Italian corporate manager (born 1965)

Renato Ravanelli (born in 1965) is an Italian corporate manager.

==Biography==

===Education and first professional experiences===
Following his degree in business and economics, earned at the Università Cattolica del Sacro Cuore in Milan, Ravanelli's career began when focusing his university studies on insurances and the utilities sector, with a special interest in regulatory matters. After this first step, he spent four years working as a macroeconomist and financial analyst at two Italian financial institutions.

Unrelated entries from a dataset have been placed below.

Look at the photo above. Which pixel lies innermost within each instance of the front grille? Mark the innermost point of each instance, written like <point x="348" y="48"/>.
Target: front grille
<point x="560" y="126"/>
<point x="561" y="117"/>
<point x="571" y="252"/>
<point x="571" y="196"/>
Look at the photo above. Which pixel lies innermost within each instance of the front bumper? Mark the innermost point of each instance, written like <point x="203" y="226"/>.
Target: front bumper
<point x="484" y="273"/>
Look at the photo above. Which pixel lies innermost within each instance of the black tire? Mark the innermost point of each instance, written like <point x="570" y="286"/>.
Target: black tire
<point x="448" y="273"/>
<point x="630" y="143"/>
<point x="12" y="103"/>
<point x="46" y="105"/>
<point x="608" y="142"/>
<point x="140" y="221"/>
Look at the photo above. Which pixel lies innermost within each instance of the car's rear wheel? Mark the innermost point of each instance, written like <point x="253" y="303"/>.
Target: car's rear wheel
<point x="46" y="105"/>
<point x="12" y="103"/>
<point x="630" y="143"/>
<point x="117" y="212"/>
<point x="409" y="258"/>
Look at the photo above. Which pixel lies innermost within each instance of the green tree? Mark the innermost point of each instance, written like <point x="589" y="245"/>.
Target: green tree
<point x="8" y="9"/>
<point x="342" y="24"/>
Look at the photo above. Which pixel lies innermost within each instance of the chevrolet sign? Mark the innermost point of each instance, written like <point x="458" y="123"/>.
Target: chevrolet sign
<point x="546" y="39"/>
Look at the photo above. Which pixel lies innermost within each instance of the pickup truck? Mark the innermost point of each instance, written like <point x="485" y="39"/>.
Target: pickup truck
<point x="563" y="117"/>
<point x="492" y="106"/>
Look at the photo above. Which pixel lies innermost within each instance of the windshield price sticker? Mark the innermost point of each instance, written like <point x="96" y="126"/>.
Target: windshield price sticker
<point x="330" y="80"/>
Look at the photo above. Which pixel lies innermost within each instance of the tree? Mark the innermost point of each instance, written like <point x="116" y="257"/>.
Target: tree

===Responsibilities at AEM, Edison, A2A and F2i===
He started his cooperation with the AEM group as head of electric power and gas trading and, soon after, as CFO and strategy director. During the 2005–2007 period, he joined Edison as CFO and executive member of the group's board of directors. From early 2008 to mid-2014 Ravanelli was general manager of the A2A Group – the main Italian multiutility company operating in the electric power and gas sectors, as well as in the environment and energy carrier networks. On October 22, 2014, Ravanelli succeeded Vito Gamberale as chief executive officer of Fondi Italiani per le Infrastrutture SGR – the most important Italian investment fund operating in the infrastructure sector. In 2010, he also became a member of Inframed's Investment Committee – a major infrastructure fund operating in the Mediterranean area. In an interview with Il Sole 24 Ore He announced the launch of a Third F2i Fund in 2017.